Costco’s board of directors has unanimously rejected a shareholder proposal to conduct a study of the retailer’s diversity, equity and inclusion (DEI) policies, saying it reflects the anti-DEI policy bias of the National Center for Public Policy Research, the conservative think tank that proposed the study. The proposal claims that “DEI holds litigation, reputational and financial risks to the company, and therefore financial risks to the shareholders,” according to materials prepared for the next Costco shareholder’s meeting on Jan. 23, 2025.
In response, the board wrote that: “Our success at Costco Wholesale has been built on service to our critical stakeholders: employees, members and suppliers. Our efforts around diversity, equity and inclusion follow our code of ethics. For our employees, these efforts are built around inclusion — having all of our employees feel valued and respected. Our efforts at diversity, equity and inclusion remind and reinforce with everyone at our Company the importance of creating opportunities for all. We believe that these efforts enhance our capacity to attract and retain employees who will help our business succeed.

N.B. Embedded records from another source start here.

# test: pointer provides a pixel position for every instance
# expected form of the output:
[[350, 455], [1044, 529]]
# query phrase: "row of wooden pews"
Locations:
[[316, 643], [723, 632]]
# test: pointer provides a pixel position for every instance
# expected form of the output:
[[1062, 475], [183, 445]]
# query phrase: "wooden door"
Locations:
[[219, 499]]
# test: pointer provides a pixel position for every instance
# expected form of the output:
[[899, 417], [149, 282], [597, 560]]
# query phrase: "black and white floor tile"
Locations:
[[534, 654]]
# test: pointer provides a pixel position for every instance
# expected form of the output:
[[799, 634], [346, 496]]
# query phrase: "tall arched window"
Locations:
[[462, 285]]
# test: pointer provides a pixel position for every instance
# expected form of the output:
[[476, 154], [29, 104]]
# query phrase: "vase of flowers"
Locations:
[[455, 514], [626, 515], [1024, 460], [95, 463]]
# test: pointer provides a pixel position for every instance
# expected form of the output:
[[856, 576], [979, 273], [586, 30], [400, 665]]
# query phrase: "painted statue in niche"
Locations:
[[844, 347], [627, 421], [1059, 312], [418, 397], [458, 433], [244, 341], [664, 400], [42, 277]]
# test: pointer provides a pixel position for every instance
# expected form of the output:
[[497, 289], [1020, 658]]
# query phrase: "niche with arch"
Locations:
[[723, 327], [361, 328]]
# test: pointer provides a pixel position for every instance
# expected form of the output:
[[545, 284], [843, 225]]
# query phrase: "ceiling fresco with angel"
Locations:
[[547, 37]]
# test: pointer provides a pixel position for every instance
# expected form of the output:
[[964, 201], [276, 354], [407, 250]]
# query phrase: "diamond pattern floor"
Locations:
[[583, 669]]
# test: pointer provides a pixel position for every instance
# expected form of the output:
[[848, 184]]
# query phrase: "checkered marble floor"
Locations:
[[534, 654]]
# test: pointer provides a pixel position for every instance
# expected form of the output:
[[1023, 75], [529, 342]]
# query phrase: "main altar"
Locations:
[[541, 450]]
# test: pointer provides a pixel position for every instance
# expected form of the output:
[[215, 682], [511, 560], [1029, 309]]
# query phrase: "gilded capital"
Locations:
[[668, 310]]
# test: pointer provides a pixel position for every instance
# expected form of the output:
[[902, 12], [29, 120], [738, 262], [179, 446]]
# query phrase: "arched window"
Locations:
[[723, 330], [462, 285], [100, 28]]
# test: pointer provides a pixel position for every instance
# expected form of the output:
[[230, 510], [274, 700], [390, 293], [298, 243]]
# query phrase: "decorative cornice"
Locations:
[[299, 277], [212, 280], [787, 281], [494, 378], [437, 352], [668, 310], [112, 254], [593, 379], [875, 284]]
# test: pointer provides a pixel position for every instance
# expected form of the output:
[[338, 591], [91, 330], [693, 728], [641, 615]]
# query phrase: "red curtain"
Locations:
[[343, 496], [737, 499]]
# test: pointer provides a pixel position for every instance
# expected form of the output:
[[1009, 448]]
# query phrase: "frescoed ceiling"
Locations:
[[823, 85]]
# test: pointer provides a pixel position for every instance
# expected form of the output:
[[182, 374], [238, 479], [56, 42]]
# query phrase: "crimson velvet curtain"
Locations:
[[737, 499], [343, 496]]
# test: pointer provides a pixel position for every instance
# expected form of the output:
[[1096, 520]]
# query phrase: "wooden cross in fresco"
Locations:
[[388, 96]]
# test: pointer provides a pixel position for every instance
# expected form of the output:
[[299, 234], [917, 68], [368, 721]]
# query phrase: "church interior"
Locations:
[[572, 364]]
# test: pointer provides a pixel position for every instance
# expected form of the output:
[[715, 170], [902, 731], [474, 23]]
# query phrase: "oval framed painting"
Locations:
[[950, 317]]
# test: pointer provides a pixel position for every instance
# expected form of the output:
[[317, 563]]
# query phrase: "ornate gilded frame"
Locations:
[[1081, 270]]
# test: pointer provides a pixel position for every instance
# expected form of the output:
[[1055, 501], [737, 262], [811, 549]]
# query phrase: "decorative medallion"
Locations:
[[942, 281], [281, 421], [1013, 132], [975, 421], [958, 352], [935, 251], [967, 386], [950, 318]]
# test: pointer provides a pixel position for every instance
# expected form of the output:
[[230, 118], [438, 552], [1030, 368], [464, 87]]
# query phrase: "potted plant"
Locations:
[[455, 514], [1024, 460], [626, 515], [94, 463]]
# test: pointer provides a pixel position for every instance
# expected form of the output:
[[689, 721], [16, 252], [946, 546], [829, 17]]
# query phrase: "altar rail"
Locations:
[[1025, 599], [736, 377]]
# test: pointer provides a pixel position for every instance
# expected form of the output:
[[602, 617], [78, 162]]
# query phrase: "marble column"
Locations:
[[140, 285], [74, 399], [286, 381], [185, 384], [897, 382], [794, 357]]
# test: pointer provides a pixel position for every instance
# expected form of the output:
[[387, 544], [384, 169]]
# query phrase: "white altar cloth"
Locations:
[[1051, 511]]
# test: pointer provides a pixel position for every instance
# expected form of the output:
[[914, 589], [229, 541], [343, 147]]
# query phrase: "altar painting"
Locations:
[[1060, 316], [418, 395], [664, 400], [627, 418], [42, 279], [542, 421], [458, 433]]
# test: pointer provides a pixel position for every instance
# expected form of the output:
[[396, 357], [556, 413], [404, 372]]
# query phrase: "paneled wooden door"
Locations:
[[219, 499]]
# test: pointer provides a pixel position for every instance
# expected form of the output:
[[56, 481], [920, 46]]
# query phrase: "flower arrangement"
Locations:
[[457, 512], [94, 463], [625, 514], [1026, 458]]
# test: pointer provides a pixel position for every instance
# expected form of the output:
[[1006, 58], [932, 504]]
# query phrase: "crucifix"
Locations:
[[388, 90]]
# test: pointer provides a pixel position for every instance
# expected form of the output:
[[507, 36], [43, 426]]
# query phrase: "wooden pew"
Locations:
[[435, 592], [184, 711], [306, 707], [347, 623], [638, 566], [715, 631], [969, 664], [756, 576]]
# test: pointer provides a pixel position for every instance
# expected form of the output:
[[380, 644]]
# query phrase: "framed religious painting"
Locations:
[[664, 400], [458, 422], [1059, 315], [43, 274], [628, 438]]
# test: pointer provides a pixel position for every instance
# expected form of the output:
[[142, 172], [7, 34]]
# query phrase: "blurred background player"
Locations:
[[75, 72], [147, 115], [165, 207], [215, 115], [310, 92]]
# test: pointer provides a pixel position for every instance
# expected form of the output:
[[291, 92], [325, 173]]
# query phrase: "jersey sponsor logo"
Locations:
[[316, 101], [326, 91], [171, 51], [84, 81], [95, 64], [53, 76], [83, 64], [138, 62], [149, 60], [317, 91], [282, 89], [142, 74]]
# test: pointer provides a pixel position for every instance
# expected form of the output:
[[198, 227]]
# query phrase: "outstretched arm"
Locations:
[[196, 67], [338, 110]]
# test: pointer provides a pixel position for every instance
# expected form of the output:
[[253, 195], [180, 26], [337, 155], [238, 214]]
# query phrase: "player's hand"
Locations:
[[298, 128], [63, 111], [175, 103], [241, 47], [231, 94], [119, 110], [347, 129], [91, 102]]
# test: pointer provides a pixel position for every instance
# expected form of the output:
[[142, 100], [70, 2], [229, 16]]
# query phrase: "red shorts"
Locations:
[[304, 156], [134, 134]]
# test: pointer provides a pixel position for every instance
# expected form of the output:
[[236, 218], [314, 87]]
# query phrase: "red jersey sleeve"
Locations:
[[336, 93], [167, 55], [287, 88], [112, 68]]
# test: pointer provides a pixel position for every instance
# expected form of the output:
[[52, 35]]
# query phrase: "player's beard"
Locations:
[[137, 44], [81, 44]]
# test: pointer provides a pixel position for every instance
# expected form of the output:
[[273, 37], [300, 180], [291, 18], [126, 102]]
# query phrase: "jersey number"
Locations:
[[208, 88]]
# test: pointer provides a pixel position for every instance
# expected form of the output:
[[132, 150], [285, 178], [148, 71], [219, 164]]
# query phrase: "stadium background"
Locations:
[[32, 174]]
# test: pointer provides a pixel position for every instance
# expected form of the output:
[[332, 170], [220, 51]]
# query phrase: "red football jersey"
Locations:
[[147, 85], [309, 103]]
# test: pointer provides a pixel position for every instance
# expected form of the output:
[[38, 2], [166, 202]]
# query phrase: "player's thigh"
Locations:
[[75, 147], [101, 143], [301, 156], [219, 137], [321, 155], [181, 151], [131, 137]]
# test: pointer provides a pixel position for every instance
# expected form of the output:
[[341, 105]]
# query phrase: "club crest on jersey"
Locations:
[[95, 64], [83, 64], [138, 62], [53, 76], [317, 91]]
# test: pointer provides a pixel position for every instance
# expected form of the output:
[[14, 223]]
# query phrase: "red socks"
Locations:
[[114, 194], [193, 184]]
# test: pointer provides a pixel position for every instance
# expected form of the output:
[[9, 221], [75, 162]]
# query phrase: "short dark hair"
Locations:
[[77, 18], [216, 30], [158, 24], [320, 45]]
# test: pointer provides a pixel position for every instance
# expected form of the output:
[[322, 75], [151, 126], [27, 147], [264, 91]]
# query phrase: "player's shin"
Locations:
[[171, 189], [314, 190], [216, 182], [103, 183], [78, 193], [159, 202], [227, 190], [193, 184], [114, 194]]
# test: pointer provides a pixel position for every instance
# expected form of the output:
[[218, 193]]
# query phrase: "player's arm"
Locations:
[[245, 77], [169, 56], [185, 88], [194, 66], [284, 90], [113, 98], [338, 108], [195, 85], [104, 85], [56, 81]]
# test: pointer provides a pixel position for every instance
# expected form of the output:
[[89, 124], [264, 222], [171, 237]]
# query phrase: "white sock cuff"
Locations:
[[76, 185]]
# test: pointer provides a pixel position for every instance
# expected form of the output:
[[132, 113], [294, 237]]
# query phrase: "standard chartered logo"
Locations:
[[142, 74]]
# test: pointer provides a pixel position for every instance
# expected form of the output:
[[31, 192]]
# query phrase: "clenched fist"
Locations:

This capacity is critical because we owe our success to our now over 300,000 employees around the globe.”
Costco’s action is significant given the recent trend of companies to abandon or soft-pedal their DEI efforts, including Tractor Supply, Walmart, Target, John Deere, Harley-Davidson and Lowe’s.

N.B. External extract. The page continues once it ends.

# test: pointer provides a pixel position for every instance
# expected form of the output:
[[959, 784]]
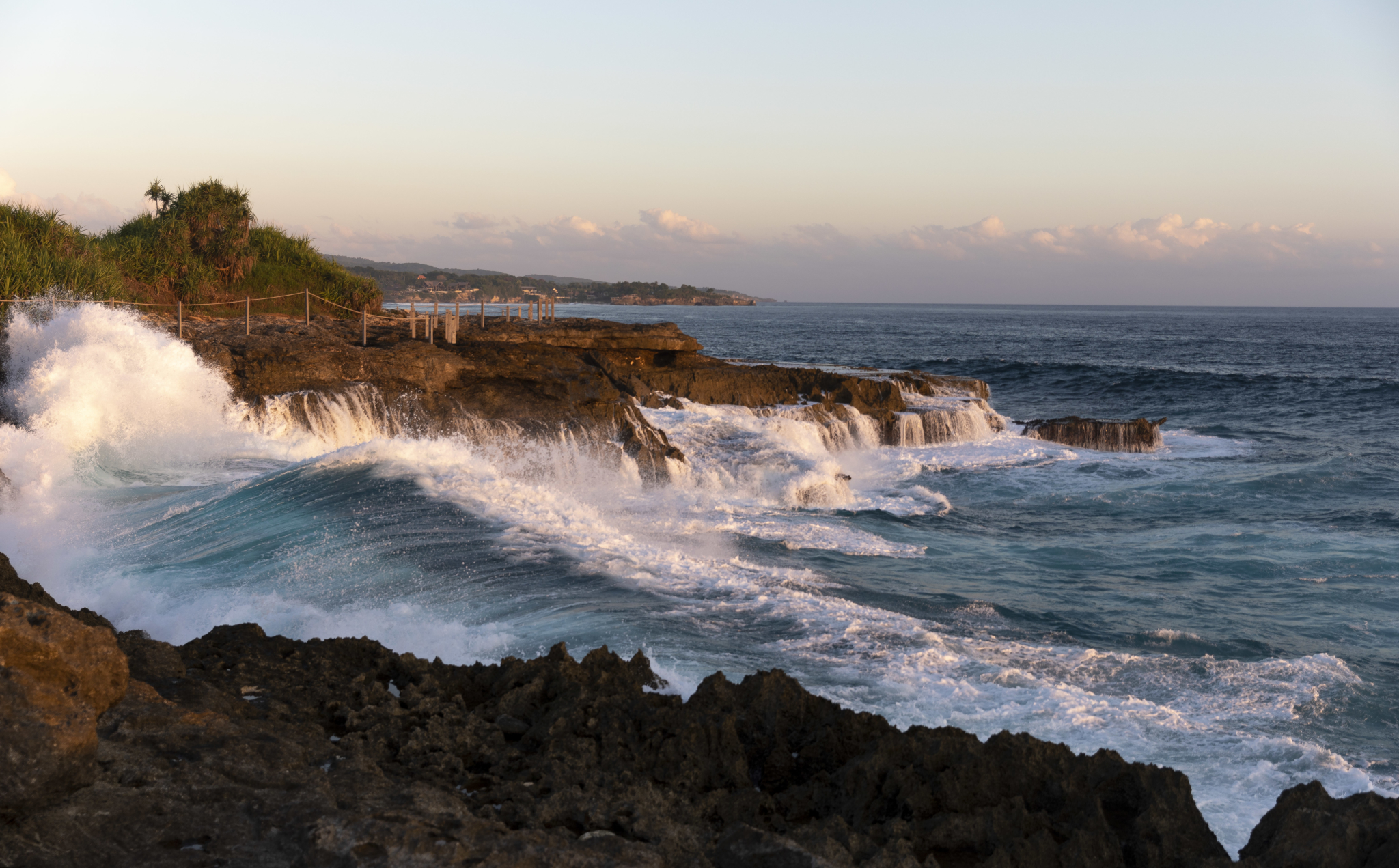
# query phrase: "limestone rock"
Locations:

The Costco board’s statement supported both the bottom-line and societal benefits of DEI programs: “Combined with our obedience to the law, service to our employees, members and suppliers has rewarded our shareholders. This is our code of ethics. Our focus on diversity, equity and inclusion is not, however, only for the sake of improved financial performance but to enhance our culture and the well-being of people whose lives we influence.”